Falcon Heavy, the world's most powerful rocket with 27 engines, was successfully launched by Elon Musk's SpaceX on Tuesday.
Lifting off from the same launch pad which NASA had chosen for its Apollo 11 mission, the Falcon Heavy pierced into the outer space as thousands of spectators gathered around Florida's Space Coast.
SpaceX founder Elon Musk hailed the launch and said, "We want a new space race," as he added that "Races are exciting."
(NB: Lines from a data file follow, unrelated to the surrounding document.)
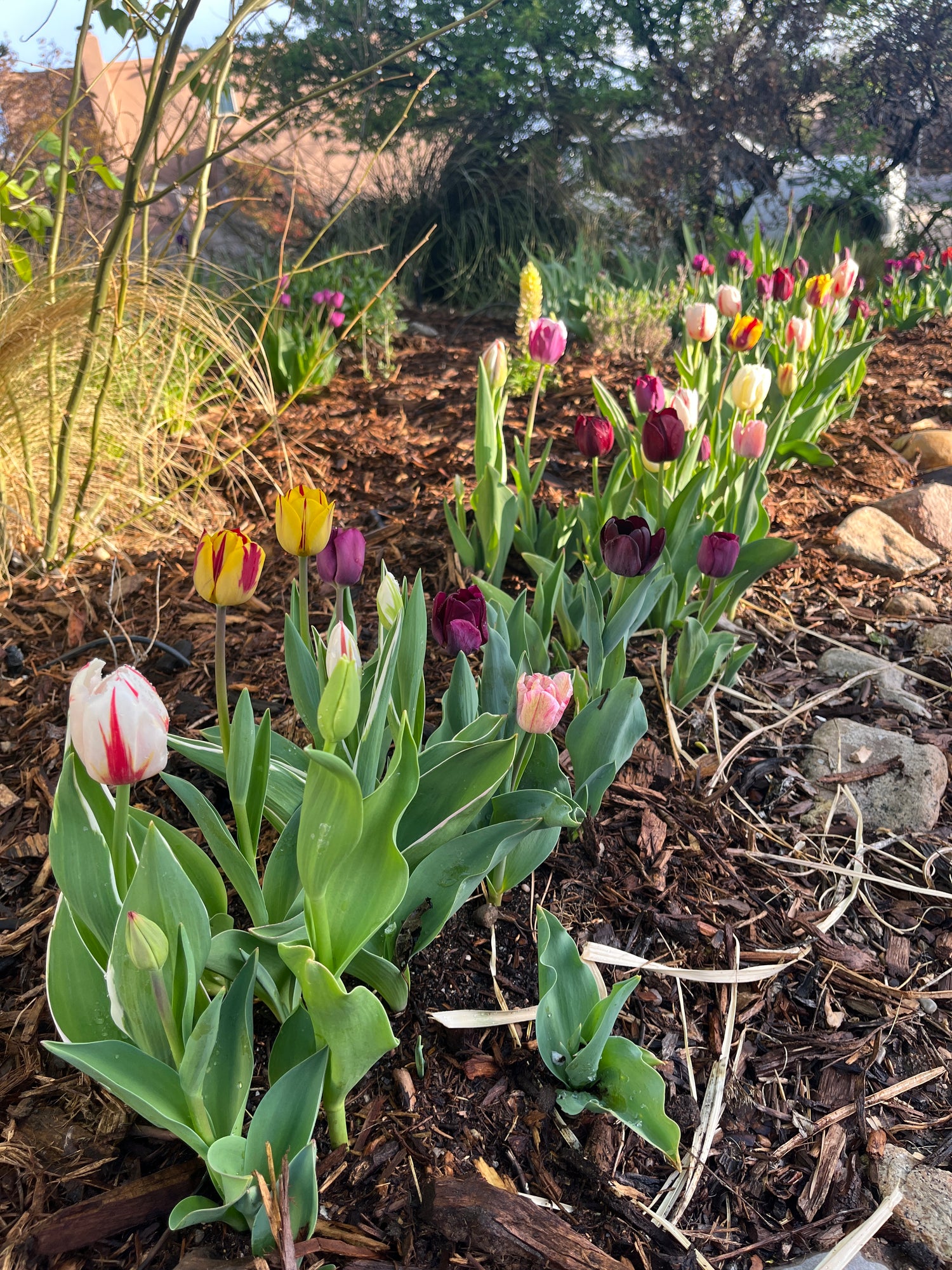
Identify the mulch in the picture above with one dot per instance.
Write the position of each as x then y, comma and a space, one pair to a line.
670, 871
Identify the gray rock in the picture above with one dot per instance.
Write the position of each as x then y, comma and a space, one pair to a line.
843, 664
926, 1211
876, 543
903, 801
926, 512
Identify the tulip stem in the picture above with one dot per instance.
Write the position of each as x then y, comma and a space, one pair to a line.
221, 683
120, 844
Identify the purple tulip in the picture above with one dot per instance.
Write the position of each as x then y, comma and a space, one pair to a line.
718, 554
459, 623
663, 436
342, 561
629, 547
649, 394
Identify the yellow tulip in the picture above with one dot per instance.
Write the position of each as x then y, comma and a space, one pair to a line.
303, 520
228, 567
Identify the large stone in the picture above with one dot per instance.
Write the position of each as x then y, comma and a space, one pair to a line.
931, 446
926, 512
903, 801
925, 1213
876, 543
843, 664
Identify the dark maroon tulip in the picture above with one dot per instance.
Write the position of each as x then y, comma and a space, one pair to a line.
663, 436
459, 622
784, 284
342, 561
629, 547
719, 554
649, 394
595, 436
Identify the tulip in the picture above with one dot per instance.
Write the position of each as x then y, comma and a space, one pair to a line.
843, 279
728, 300
818, 290
685, 403
459, 622
784, 284
744, 333
800, 333
541, 702
496, 363
788, 379
663, 436
701, 322
120, 730
751, 439
629, 547
750, 388
342, 559
649, 394
548, 341
718, 554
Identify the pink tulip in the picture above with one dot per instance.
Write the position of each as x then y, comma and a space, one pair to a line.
548, 341
750, 440
541, 702
119, 725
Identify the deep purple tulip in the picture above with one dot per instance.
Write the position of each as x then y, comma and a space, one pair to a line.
629, 547
663, 436
719, 554
342, 561
595, 436
649, 394
459, 622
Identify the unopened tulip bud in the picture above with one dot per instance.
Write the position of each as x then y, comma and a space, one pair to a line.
147, 943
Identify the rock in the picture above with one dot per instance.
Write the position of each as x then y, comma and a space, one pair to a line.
925, 1215
911, 604
903, 801
931, 446
926, 512
843, 664
874, 542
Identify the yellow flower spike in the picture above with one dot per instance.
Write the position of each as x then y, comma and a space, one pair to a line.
303, 520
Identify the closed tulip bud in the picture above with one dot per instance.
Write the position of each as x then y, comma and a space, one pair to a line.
649, 393
718, 554
685, 403
548, 341
750, 439
595, 436
119, 725
784, 284
629, 547
818, 290
750, 388
728, 300
496, 361
800, 333
341, 645
701, 322
342, 559
663, 436
228, 567
303, 520
340, 707
390, 601
744, 333
541, 702
147, 944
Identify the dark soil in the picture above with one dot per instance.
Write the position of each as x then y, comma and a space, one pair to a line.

The Falcon Heavy is set to traverse through Earth's Van Allen Radiation Belt in the coming hours. In case it succeeds, Falcon Heavy will move away from Earth onto an elliptical orbit around the Sun that extends as far out as the orbit of Mars, the New York Times reported.
The Falcon Heavy can lift nearly 64 metric tons (141,000 lb) -- a mass greater than a 737 jetliner loaded with passengers, crew, luggage and fuel -- into orbit. The gigantic rocket can also pull up more than twice the payload of the next operational vehicle — the Delta IV Heavy — at one-third the cost, SpaceX said.
The launch of Falcon Heavy comes after Falcon 9 was launched in December 2017. However, It's for the first time that such a powerful rocket has been sent to space by a private company and not a government space agency.
Falcon Heavy playful payload
The SpaceX team has placed Musk's red Tesla Roadster — an electric sports car, inside the rocket. The roadster is strapped with a mannequin wearing one of SpaceX's spacesuits and is assigned with the task of revolving around the Sun for millions of years.
Here's the video, which shows the car with the mannequin in space.
The launch was hailed across the world including by US President Donald Trump.
Referring to the movement of the rocket, an update from Musk on Wednesday morning said that Falcon has moved away from the Van Allen Belts and that it has exceeded from Mars and headed towards the Asteroid Belt.